Video of Improvisational Session with ReaLJam
Below is a video of a user playing live with ReaLJam, where the user plays a melody and an AI agent plays accompanying chords in real-time. After the user starts the live session, they start improvising a melody on an external MIDI piano, lighting up on-screen piano notes in orange. After the silence period is over (8 beats in), the chords anticipated by the AI agent appear in blue at the top of the middle region and fall down until hitting the piano and playing.
This performance highlights several of ReaLJam's strengths. First, even though the user is not listening to the metronome, they are able to synchronize well with the agent (which generates in discrete time frames). Second, the agent is able to harmonize well with the melody, even though the melody often deviates from notes in the major or minor scales. This is enabled by the agent being able to anticipate the user's melody, as well as the user being able to see what chords the agent plans on playing next. Additionally, the chord progressions are often and surprising and interesting, notably the transition from Bbm to Bb at 0:27 or Eb to B at 1:42. Third, the performance has a consistent musical structure throughout, with the key often deviating but consistently returning to a main theme centered around Ab. This shows the agent not only harmonizes and anticipates well, but has a conception of the main musical ideas in a performance.
Users created unique and cohesive performances using ReaLJam (Section 4.1)
As discussed in the paper, users overall enjoyed their experience with ReaLJam. In addition to noting the functionality of the system, they also noted experiencing particularly exceptional moments where the chord agent was highly in line with their melodies or even surprised them with interesting accompaniments. Below we show a performance from each participant in the study where the melody and chords are well synchronized and have several satisfying moments. These notably span across diverse musical styles, demonstrating ReaLJam's ability to generalize across diverse inputs and support various users' needs.
Reinforcement learning is necessary (Section 4.2 paragraph 1)

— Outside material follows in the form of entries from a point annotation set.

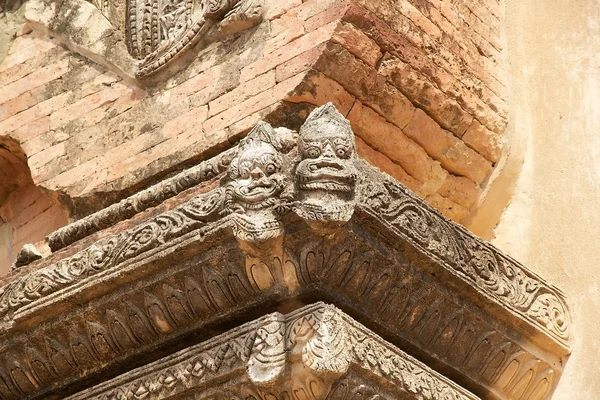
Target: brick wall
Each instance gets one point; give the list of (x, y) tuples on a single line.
[(420, 80)]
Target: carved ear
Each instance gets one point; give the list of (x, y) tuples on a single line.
[(326, 352), (325, 114), (281, 139), (268, 357)]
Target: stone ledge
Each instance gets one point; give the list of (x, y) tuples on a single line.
[(310, 351), (377, 249)]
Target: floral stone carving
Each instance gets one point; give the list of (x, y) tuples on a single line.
[(296, 219)]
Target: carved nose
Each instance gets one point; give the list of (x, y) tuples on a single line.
[(328, 151), (257, 173)]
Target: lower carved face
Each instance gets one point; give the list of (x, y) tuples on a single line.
[(259, 177), (327, 161)]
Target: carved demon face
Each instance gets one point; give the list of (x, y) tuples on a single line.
[(326, 173), (259, 180), (256, 186)]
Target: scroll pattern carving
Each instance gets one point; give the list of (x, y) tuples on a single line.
[(391, 293), (139, 202), (67, 351), (109, 253), (487, 268), (234, 351), (255, 198), (159, 31)]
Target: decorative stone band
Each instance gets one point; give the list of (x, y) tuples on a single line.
[(301, 353), (156, 33), (462, 253), (323, 182), (140, 201)]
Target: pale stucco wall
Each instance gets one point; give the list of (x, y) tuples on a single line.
[(553, 221)]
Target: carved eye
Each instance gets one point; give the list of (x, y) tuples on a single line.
[(271, 169), (313, 152)]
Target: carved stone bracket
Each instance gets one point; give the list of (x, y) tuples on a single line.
[(296, 216), (300, 355)]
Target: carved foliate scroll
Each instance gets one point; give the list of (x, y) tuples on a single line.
[(293, 215), (158, 31), (302, 355)]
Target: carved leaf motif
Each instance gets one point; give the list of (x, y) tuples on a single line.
[(492, 272)]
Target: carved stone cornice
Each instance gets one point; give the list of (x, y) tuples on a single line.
[(300, 355), (297, 217)]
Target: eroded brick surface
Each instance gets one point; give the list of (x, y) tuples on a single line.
[(421, 81)]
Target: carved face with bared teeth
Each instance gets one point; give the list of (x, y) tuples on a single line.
[(325, 176), (259, 176)]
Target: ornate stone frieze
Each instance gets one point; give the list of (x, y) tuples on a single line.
[(141, 37), (159, 31), (300, 355), (296, 216)]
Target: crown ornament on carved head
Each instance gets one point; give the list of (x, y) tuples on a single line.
[(326, 174), (258, 178)]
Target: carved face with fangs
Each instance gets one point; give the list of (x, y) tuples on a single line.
[(259, 167), (326, 173)]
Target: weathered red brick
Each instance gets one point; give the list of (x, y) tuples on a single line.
[(363, 82), (447, 207), (386, 165), (460, 190), (440, 144), (300, 63), (33, 80), (243, 92), (288, 52), (357, 43), (487, 143)]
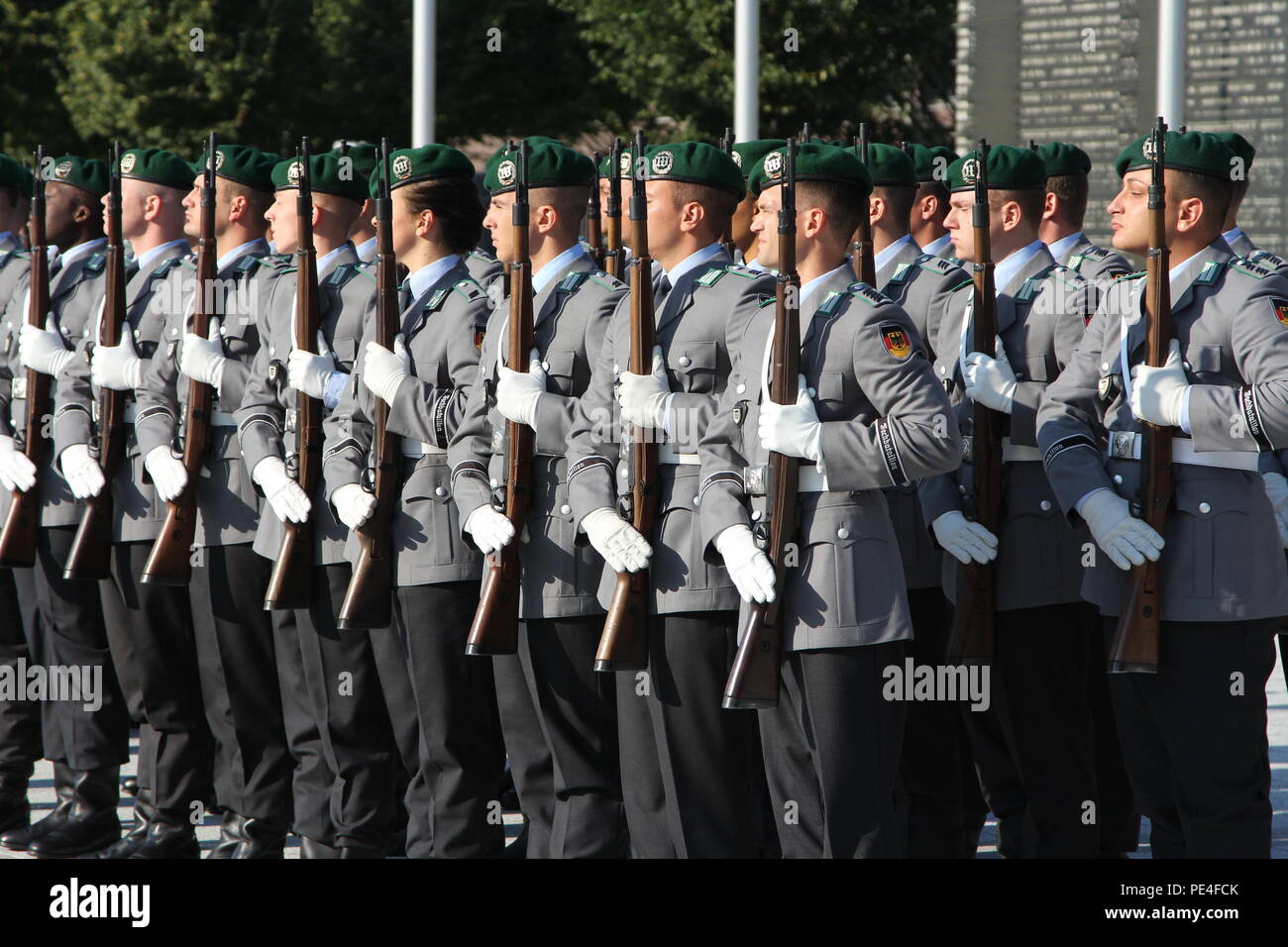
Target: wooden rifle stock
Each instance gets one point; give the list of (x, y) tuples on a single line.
[(22, 521), (494, 629), (623, 642), (1134, 644), (970, 639), (369, 599), (752, 682)]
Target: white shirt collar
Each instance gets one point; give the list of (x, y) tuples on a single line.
[(557, 266)]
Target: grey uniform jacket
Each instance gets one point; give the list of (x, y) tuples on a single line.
[(1039, 317), (1223, 560), (887, 421), (75, 292), (561, 577), (137, 510), (443, 330), (266, 420), (699, 326), (921, 285), (227, 501)]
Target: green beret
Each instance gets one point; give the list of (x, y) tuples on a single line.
[(930, 163), (890, 166), (812, 162), (1009, 169), (1240, 146), (326, 176), (747, 155), (1064, 158), (1193, 151), (88, 174), (158, 166), (428, 162), (549, 165), (695, 162), (243, 165)]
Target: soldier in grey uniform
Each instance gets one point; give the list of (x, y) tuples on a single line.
[(149, 626), (553, 682), (254, 766), (673, 731), (868, 415), (1194, 732), (86, 746), (424, 380), (1039, 703)]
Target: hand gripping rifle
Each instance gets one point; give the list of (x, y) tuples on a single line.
[(1134, 646), (623, 643), (754, 680), (369, 599), (18, 535), (496, 622), (90, 553), (970, 639), (290, 583)]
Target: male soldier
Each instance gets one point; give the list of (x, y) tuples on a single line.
[(930, 205), (1194, 744), (86, 745), (233, 634), (424, 380), (149, 626), (557, 685), (928, 802), (1063, 214), (673, 732), (868, 415), (1037, 728)]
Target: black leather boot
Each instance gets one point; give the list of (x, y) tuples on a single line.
[(90, 822)]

We found that only agents trained with reinforcement learning (RL) could deliver consistent and stable accompaniments. Below we show examples from the user study where participants play with the Online model, which is simply pre-trained with a supervised objective. For comparison, we show each participant playing with the ReaLchords-S model (an agent fine-tuned with RL) with 0 commit for fairness (since the Online model also must use 0 commit as discussed in Section 3.2). Regarding the below examples with the Online model:
- In the first 3 examples, the Online model fails completely, only playing chords sporadically and with poor harmonization.
- In examples 4 and 5, the Online model produces chords for most of the performance, yet they are lower quality than their RL counterpart and also completely fail near the end of the performance.
- Only in the last example does the Online model successfully accompany the user the whole time.
Warm-starting prevents bad chords early on (Section 4.2 paragraph 3)
We discovered that warm-starting generation was necessary to avoid early bad chords from the agent. We show examples from the experiment where the silence period is set to 0 beats (effectively disabling warm-starting as described in Section 2.3.2). For comparison, we show the corresponding baseline performance for each participant, where the silence period is 8 beats and warm-starting occurs. In every case, when there is no warm-starting, the agent generates an initial chord that does not match the user melody at all. The agent usually recovers after one or two more chords, although this bad start can affect the rest of the performance negatively as it does in the first example. In the baseline performances, the first chord always matches the melody well, showing that warm-starting is necessary to achieve a good start to the performance.
Commit period reduces chord instability (Section 4.2 paragraph 3)
We discovered that the commit period not only acts as a tool to help users anticipate chords, but can also stabilize chord predictions. We show examples from the experiment where the commit time is set to 0 beats and compare with the corresponding baseline performances where the commit time is 4 beats. With 0 commit, we found the agent was more likely to produce unwanted artifacts of rapid 1/16th note chord changes, which we hypothesize are due to the agent's plan changing between requests. While these artifacts occasionally occur in the baseline performances (the last example) due to randomness in decoding, they are considerably reduced.
Users performed better with their preferred settings (Section 4.3)
We found that many of the interface settings had a high impact on user preference and the quality of their performances. Below, we show pairs of user performances where one has their preferred setting (indicated verbally and by what they chose in their last perforamnce) and the other does not. We find that:
- In the first example, the user preferred to see the incoming chords, and we can hear they struggled to synchronize their melody with the chords when they weren't shown.
- In the second example, the user preferred to set the commit time to 0 beats instead of 4, and we can hear the chords are more nuanced and harmonically aligned with the melody when using 0 commit.
- In the third example, the user preferred to not listen to the metronome, and we can hear that their performance is more expressive and less rigid than when the metronome is on.